How to Wreck a Law: How the SEC Thwarted the Will of Congress and the President with Crowdfunding
Guest Blog: Sentinel Business Owner, Jonathan B. Wilson
In a rare moment of bipartisan unity, both sides of Congress came together in the passage of the 2012 Jumpstart our Business our Business Start-ups Act (JOBS Act). The JOBS Act was supposed to make it easier for startups to raise capital from investors through stock offerings conducted over the internet.
In the U.S., offers and sales of securities are governed by the Securities Act of 1933. The Securities Act requires that every offer and sale of securities either be registered, or exempt from registration. “Registered” securities are (generally speaking) those that have been registered with the SEC, usually through an initial public offering (IPO).
In contrast, most “exempt” securities transaction take place under the “private sale” provisions of the Securities Act, which permit a sale of securities “by an issuer not involving any public offering.” With the advent of the Internet, however, Congress wanted to make it possible for startups to offer their securities online, even though doing so would constitute a “public offering.”
Authored in large part by Congressman Patrick McHenry (R-NC) and co-sponsored by members of both parties, the JOBS Act passed Congress in March, 2012 with overwhelming bipartisan majorities.

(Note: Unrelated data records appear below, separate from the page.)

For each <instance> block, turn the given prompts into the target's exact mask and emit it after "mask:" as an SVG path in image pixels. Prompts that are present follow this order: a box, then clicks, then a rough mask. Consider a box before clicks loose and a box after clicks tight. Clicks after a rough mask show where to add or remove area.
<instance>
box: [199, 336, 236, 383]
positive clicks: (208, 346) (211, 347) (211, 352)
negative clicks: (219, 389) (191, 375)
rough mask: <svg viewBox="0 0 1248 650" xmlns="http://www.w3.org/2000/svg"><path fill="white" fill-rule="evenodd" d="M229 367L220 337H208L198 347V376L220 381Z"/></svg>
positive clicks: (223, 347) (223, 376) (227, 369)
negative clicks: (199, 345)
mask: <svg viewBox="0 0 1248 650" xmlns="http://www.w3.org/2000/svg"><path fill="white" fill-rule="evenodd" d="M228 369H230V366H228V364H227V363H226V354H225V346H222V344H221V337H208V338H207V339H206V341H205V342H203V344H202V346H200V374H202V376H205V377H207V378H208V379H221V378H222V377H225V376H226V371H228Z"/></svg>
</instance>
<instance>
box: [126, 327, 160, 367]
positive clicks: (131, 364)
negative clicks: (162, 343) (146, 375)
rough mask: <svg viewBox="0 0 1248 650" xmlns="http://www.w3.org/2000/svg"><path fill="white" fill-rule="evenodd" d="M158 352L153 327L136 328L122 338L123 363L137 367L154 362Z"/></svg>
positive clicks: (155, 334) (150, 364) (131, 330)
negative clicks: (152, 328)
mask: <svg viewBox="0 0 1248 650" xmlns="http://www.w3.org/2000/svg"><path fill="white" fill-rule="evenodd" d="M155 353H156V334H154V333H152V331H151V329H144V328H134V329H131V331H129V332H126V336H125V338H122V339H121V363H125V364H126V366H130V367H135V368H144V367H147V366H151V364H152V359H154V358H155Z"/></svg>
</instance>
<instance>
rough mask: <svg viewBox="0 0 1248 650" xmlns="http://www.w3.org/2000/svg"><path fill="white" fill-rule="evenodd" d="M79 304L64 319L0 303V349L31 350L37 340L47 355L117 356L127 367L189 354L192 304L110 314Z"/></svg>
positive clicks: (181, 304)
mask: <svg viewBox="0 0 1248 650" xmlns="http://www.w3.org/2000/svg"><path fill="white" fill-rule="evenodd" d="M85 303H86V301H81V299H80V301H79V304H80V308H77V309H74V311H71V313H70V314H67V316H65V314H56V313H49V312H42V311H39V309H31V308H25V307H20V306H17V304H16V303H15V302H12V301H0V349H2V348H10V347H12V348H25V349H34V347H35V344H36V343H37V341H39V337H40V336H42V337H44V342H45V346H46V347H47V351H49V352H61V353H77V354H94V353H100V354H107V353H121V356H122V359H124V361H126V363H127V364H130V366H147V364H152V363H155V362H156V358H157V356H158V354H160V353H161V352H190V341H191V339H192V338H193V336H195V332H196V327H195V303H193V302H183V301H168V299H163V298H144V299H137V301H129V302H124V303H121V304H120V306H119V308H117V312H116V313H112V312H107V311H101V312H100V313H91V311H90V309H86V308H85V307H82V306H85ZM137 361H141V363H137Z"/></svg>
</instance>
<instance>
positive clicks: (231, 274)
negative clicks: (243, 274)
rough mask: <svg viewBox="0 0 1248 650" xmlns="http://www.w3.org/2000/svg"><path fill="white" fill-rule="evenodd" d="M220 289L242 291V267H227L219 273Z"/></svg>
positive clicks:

In a signing ceremony at the White House on April 5, 2012, President Obama happily approved the law saying, “this bill is a potential game changer…For the first time, ordinary Americans will be able to go online and invest in entrepreneurs that they believe in.”
Notwithstanding this clear direction from the Executive and Legislature, unelected bureaucrats in the Securities and Exchange Commission (SEC), took more than three years to implement the law, adopting regulations preventing the law from having its intended effect.
How Crowdfunding Was Supposed to Work
It was intended to be simple. Congress wanted to create jobs by amending 80 year-old securities laws to make it easier for small businesses to raise capital.
To change the law, Congress amended the Securities Act of 1933 through the 2012 JOBS Act by creating several new exemptions. The “crowdfund” provisions exempt a securities offering from registration if (1) the securities sold in one year are $1 million or less and the amount sold to any individual investor is below a specific threshold, (2) the offering is conducted through a broker or a funding portal that meets certain requirements, and (3) the issuer provided investors with specific disclosures about its business and the risks involved.
Because Congress wanted the new law quickly to reduce unemployment, Congress ordered the SEC to issue its regulations within 270 days after enactment of the law.
What the SEC Did
Quickly after passage of the JOBS Act the appointed SEC Chair Mary Schapiro made it clear that she disagreed with the fundamental premise of the bill – empower individuals to invest in startups. Schapiro feared that she would be “tagged with an anti-investor legacy” if she implemented the JOBS Act within the 270-day deadline specified by Congress in the law.
Left-leaning consumer-advocacy groups, like the Consumer Federation of America, corresponded with Schapiro privately, asserting that online investing would encourage fraud. The SEC followed the lead of left-leaning groups and began a lengthy public discussion process that delayed implementation of the law for more than three years.
The SEC ultimately created a system that was far more complicated and expensive than Congress intended. The SEC’s regulations require issuers:
- To disclose more information than was required by the law.
- To provide investors and the SEC with ongoing financial reports and disclosures that was not required by the law.
- To restrict their communications about their offerings to specific channels facilitated by licensed crowdfunding portals.
Through these regulations, what was supposed to be an easy-to-understand and easy-to-utilize process has become a highly-complicated procedure that few business persons can manage without professional help.
Even the question of how issuers may advertise and promote their offerings is heavily regulated. Startups routinely tout their progress and plans in order to attract business partners and investors. Before a startup begins a crowdfund offering, however, the SEC’s Final Rule prohibits the company from having “meetings with potential investors or giving out any information on forums which offer “sneak peeks”. The Final Rule prohibits “public announcements about the offering” and public discussions about “intentions to do a crowdfunding offering.”
The SEC’s regulations empower it to ban a company’s officers, directors and principal stockholders from using the crowdfunding rules, or other private exemptions, if they participate in an offering that violates the SEC’s rules. As a result, a violation not only imperils the startup’s offering but risks a corporate “death sentence” for those officers, directors and stockholders involved. What business person is going to risk his or her future career in order to raise no more than $1 million through crowdfunding?
Because the SEC’s regulations are so complex, small businesses cannot hope to engage in equity crowdfunding without lawyers to guide them through the process. By increasing the cost of compliance, the SEC made equity crowdfunding much less helpful to small business than Congress intended.
All of this demonstrates how the federal bureaucracy can, both intentionally and unintentionally, implement laws in ways that run contrary to the intentions of the elected politicians who are supposed to write the laws.
Jonathan B. Wilson is a partner in the Atlanta, Georgia law firm of Taylor English Duma where he advises business clients on corporate law, securities and mergers and acquisitions.